The rejection of the
party’s received wisdom was complete when Trump in his announcement speech
called undocumented immigrants from Mexico “rapists” (although he allowed that
some might be good people) and promised to build a wall along the southern
border. In the coming months, he vowed to ban Muslims from entering the United
States as a response to terrorist attacks, declined at first to criticize
former KKK leader David Duke, and most recently defended the use of an image
that resembled the Star of David badge that Nazis forced Jews to wear in
Hitler’s Germany before they systematically rounded them up and murdered them.
Even this week, when
offered the opportunity to speak at the NAACP conference in Cincinnati ― a mere
30 minutes away on his 757 jet ― Trump declined, even though he was afforded
the flexibility to speak at the time and day of his choosing.
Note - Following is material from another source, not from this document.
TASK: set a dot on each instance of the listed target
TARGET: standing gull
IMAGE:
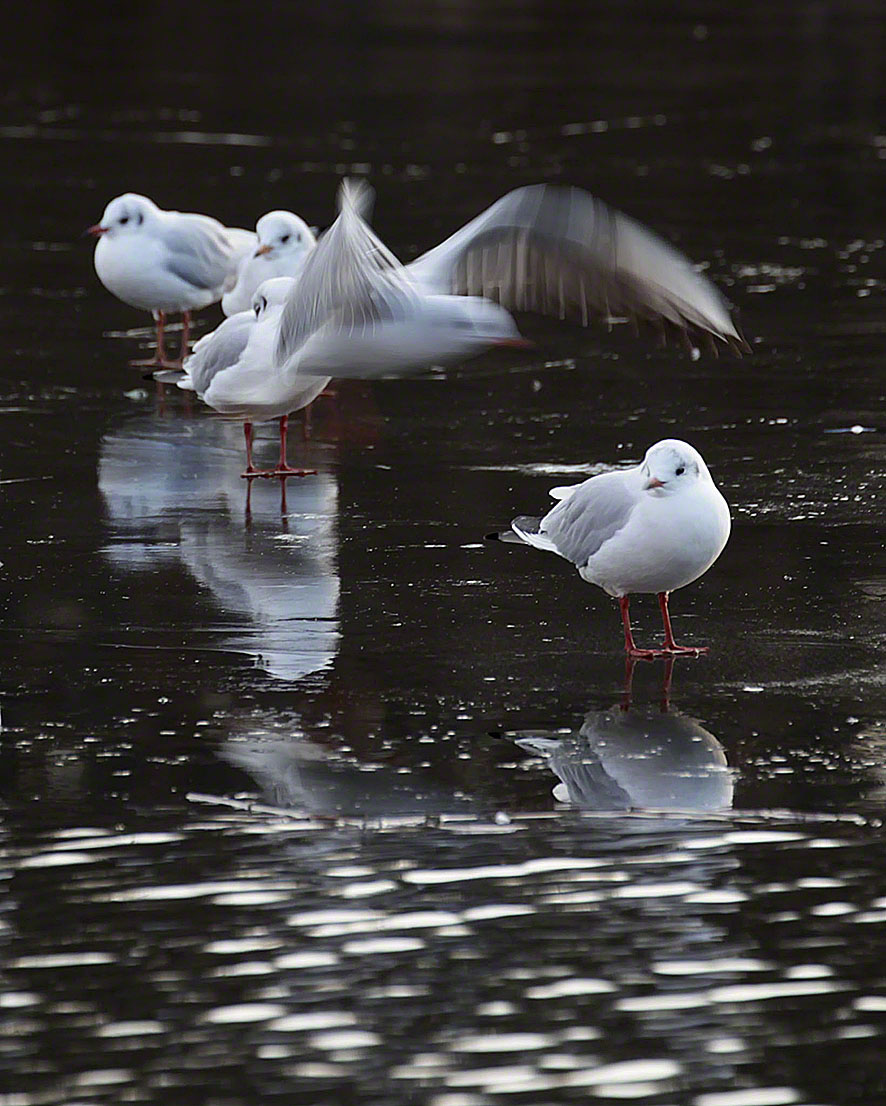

Every recent GOP
nominee has spoken at the conference, going back to George W. Bush in 2000.
The promise to “take
our country back” and “make America great again” appeals to lesser-educated
whites who wish for a return to an era when a college degree was not necessary
to earn a middle-class living and the population was overwhelmingly white, said
Alan Abramowitz, a demographer at Emory University. “He’s trying to appeal to a
sense of displacement, a sense of being left out, of being left behind,” he
said. “Elect me and we’ll finally have a leader who will undo all these
terribles.”
Priebus, in the wake
of a new poll showing Trump’s overall standing with Latinos down to 14 percent, told Fox News on Sunday that Trump appreciates the
need to do better.
“I know Donald Trump’s
going to be doing a Hispanic engagement tour coming up soon,” Priebus said. “He
understands we need to grow the party ― it’s the party of the open door,
tone, rhetoric, spirit ― all those things matter when communicating to the
American people.”
That statement,
though, is somewhat of a departure from the party’s typical response since
Trump became the presumptive nominee, which is to ignore the Growth and Opportunity
Project report and the long-term strategy behind it. Instead, they focus on the
tactics for this coming election, and how, despite everything, Trump can still
triumph by winning big among white working-class voters in places like
Pennsylvania and Ohio and Wisconsin.
RNC members and
officials, in fact, even insist that Trump will exceed expectations among
Latino and African-American voters, his rhetoric to date and current polling
notwithstanding.
Helen Aguirre Ferre,
who took over as head of Hispanic communications after theprevious director quit
because of her distaste for Trump, said Latino voters are interested
in more than just immigration, and that many will be receptive to his message
on jobs and national security.
Even in her hometown
of Miami, where two of the three Cuban-American members of Congress have
disavowed Trump, Ferre said Trump has the potential to do well. She pointed to
his 22 percent showing in Miami-Dade County, Rubio’s home, in the March 15
primary. “I think that speaks volumes,” she said, adding that Trump’s campaign
will work hard to win over those Latino voters in November. “I think they’re
waiting to be courted.”
And North Carolina’s Ada
Fisher, one of only a handful of African-American RNC members, said Trump will
exceed expectations with black voters, too. “I think Trump will do quite fine.
I think he will do great things,” she said, showing off the “Make America Great
Again” hat his campaign had given her. “I’ve been a supporter of Donald Trump
since the beginning.”
To Florida consultant
Wilson, the official party line on Trump ― from the idea that he will do well
with minorities to the hope that he can drive up working-class white voter
turnout enough to win ― is just plain silly, especially with Trump’s weakness
with college-educated white voters and women voters generally.
“This is them trying
to whistle past the graveyard, pretending like Donald Trump isn’t happening,”
he said. “Math is math, it doesn’t negotiate.”